For somebody in the USA, unless you write in Spanish, if you have to
ask the question then other languages, translations, dictionaries are
probably not useful.

> > ​As of 6/23/2015 11:20PM EDT
Ooh!  A zero-width space! [U+200b].  Kewl ;-)

> >
> > Last v4 series:  4.4.4.2
> > Current:  5.0.0.1
> > Current BLFS development:   4.4.3.2
> 
> There's no feature I know I want from the 4-series.  I did check to see
> if the 3-series had some significant CVEs, the other main reason for
> using the "latest & greatest".  3-series will do, I think.
> 

ISTR that the build system has been improved - out with the old
system derived from Star Office, in with gnu make.  But to be honest
I don't think it made a lot of difference.  For many people, general
bugfixes are probably more important.  I also recall that I had a
problem with one spreadsheet on a 3.6 system after I had moved to
one of the 4.x series, but I no longer recall the detail - and when
I reinstated an old 7.2 box after its replacement died, I could not
see any problem - but it might have only been a problem on a
spreadsheet where I balance my accounts - some of my other
spreadsheets are just grids with dates and text.

> >> raptor needs cURL?
> > Doesn't seem to requre it. But it uses it for retriving files
> > from www.
> 
> I grepped libcurl and saw a line that said "if libcurl is available", so
> I have the same impression.  I had to check RDF on Wikipedia because
> neither redland nor its upstream libraries told me anything about what
> it's FOR.  I think I'll try leaving it out--the more things using the
> internet the larger my "attack surface".  (One of my gripes with KDE is:
> a file manager should not be a browser!)
> 

If only it would *work* as a browser! (recent kde4, now that I have
enough CPU power - window images generally move about if I'm not
extremely careful trying to move to a different desktop, but the big
problems are in konqueror: black-on-black input boxes, and crashing
on e.g. /. - I have no use for file managers).

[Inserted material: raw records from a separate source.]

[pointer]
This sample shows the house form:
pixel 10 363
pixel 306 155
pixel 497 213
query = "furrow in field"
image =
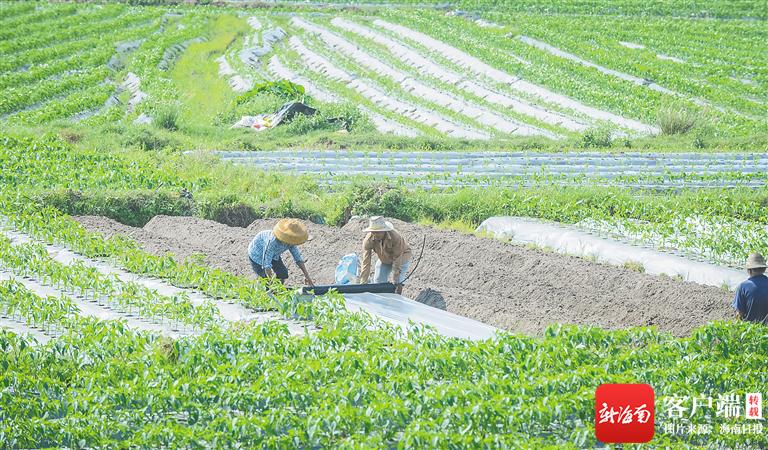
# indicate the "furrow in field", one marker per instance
pixel 412 57
pixel 322 66
pixel 279 71
pixel 93 309
pixel 228 310
pixel 415 87
pixel 474 65
pixel 621 75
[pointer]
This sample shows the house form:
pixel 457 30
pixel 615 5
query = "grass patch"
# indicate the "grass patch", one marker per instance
pixel 196 74
pixel 674 121
pixel 634 266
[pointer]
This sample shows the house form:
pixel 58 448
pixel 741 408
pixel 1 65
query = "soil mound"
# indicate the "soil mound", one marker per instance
pixel 509 286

> > According to the page, cURL can be used for more than just retrieving
> > files from the www. It can do file access from most protocols or
> > prefixes. Raptor may need cURL for this purpose. I have never looked
> > at the source code, so I cannot be 100% sure, but it I think that is
> > probably what Raptor uses it for.
> 
> I'm not sure why though.  According to what I read about RDFs, they're a
> primitive sort of relational database of subject-property-value
> "triples" for managing information.  Now, maybe one of the values is a
> URL reference, but still, I think it's probably more secure to let the
> higher-level browser or whatever deal with it if necessary.
> 

I've no idea, and trying to deal with texlive and perl modules takes
most of my time.  If anybody ever looks deeply  into this, it would
be nice to know - but in the meantime I'll probably spend any
relaxation time looking at languages or history on wikipedia ;)

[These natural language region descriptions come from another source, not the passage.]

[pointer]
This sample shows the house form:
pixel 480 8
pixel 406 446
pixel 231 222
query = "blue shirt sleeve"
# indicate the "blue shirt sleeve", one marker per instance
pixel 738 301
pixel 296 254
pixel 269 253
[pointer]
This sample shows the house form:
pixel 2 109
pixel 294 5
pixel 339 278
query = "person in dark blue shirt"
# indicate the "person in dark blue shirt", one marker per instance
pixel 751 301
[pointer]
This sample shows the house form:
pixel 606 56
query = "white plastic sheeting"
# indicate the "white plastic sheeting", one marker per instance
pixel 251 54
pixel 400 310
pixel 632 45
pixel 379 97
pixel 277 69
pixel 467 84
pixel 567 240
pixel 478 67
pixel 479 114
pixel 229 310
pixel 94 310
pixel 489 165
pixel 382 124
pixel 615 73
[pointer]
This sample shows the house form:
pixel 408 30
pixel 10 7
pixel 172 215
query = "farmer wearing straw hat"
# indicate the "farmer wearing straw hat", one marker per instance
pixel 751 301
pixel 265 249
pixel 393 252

> > cURL is pretty much the de facto standard when working with
> > unstructured data.
> 
> I dunno.  If none of you scream "STOP!", and it turns out I'm making a
> mistake, maybe I'll have to rebuild.  It's happened before.  ;-)
> 
> Thanks guys.  I think I have a plan (for now).
It's only an office suite, and I don't think it offers the attack
surface that mickeysoft has always offered, so I guess you should
follow your own inclination - unless somebody who knows better
speaks up.

At least you will probably build it quicker than I do (6hr30m on my
test machine with -j4 on x86_64 gcc5, current LO version - that is
the box only building en_GB, the others are "somewhat slower" ;-)

I hope you find that building it is worthwhile.

ĸen
-- 
Nanny Ogg usually went to bed early. After all, she was an old lady.
Sometimes she went to bed as early as 6 a.m.